When the Indo-Pacific Economic Framework was first introduced, its trade content sparked controversy. Unlike free trade agreements, the Indo-Pacific Economic Framework does not involve market access and tariff reductions, significantly reducing its attractiveness to various countries.

At the time, the Associated Press cited analysts questioning what practical benefits the Indo-Pacific Economic Framework could bring to various countries if they could not enjoy low tariffs and better access to the U.S. market. This also made the Indo-Pacific Economic Framework less attractive than the TPP, which the U.S. had withdrawn from.

Even without involving market access and tariff reductions, negotiations on the trade pillar of the Indo-Pacific Economic Framework encountered difficulties. The other three pillars of the Indo-Pacific Economic Framework were negotiated by the U.S. Department of Commerce, while the trade pillar was negotiated by U.S. Trade Representative Katherine Tai.

Earlier this month, Tai said in an interview with U.S. media that she would announce "exciting" results related to the four pillars of the Indo-Pacific Economic Framework during the APEC meeting.

However, last week, U.S. officials revealed that an agreement related to the trade pillar could not be reached. An informed official told Axios news network in an interview that Democratic lawmakers preparing for next year's congressional elections expressed concerns about the U.S. government reaching trade agreements with other countries.

Since Trump linked trade agreements to the loss of American jobs, trade agreements have become a sensitive issue for many voters.

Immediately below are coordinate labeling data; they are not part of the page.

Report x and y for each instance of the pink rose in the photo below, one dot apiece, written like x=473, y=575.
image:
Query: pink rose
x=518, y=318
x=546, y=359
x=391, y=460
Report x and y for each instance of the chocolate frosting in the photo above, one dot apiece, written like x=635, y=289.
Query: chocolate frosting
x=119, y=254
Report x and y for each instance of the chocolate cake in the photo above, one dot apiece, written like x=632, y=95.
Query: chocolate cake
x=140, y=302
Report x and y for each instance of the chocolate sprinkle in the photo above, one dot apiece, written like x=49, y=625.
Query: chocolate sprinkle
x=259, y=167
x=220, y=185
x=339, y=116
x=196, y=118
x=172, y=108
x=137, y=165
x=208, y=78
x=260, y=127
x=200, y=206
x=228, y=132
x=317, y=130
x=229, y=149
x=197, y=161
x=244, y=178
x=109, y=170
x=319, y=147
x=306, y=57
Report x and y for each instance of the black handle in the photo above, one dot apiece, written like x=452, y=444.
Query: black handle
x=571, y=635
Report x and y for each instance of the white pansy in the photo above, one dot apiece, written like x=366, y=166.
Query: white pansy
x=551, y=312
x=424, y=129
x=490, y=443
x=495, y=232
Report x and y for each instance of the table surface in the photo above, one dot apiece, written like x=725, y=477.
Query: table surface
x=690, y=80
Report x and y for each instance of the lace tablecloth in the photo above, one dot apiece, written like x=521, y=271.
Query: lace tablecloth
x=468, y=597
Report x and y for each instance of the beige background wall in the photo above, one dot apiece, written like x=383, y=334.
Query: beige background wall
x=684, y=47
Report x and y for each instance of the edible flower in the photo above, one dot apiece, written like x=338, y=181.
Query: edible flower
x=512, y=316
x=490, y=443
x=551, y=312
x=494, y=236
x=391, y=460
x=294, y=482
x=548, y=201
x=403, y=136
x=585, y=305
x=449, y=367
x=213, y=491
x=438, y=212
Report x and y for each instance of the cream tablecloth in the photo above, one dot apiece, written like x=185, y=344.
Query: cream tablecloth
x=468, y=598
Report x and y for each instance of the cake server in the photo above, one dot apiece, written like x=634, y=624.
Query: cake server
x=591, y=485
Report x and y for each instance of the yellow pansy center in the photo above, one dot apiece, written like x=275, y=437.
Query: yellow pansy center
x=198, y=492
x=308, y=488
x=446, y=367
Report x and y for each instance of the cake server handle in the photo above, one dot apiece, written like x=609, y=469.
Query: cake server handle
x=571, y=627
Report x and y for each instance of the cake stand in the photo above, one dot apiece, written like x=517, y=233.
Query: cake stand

Senate Majority Leader and Democrat Chuck Schumer warned the Biden administration of the political risks of reaching trade agreements less than a year before the election.

Senator Sherrod Brown, a Democrat from Ohio, issued a statement directly opposing the trade part of the Indo-Pacific Economic Framework, calling it "unacceptable." Brown, who will participate in next year's reelection, is only within a 5 percentage point gap with four Republican candidates in the polls.

Informed officials said that it was due to pressure from Democratic lawmakers that the White House asked U.S. negotiators to slow down negotiations on the trade pillar of the Indo-Pacific Economic Framework.

Agence France-Presse described the obstruction of trade pillar negotiations as a "setback" for the U.S., which could further weaken the U.S.'s reliability as a trade partner. The article pointed out that for decades, the U.S. government has established cooperative relationships with countries around the world through free trade agreements, but now, influenced by domestic politics, the U.S. has moved towards an "isolationist" mode.

Bloomberg also expressed a similar view. Wendy Cutler, vice president of the Asia Society Policy Institute and former U.S. deputy trade representative, said in an interview with the media that the U.S.'s failure to reach an agreement on the trade pillar with 13 countries has "shocked our trade partners."

Cutler said that trade negotiations have ups and downs, and it is now clearly a low point, a "major setback" encountered.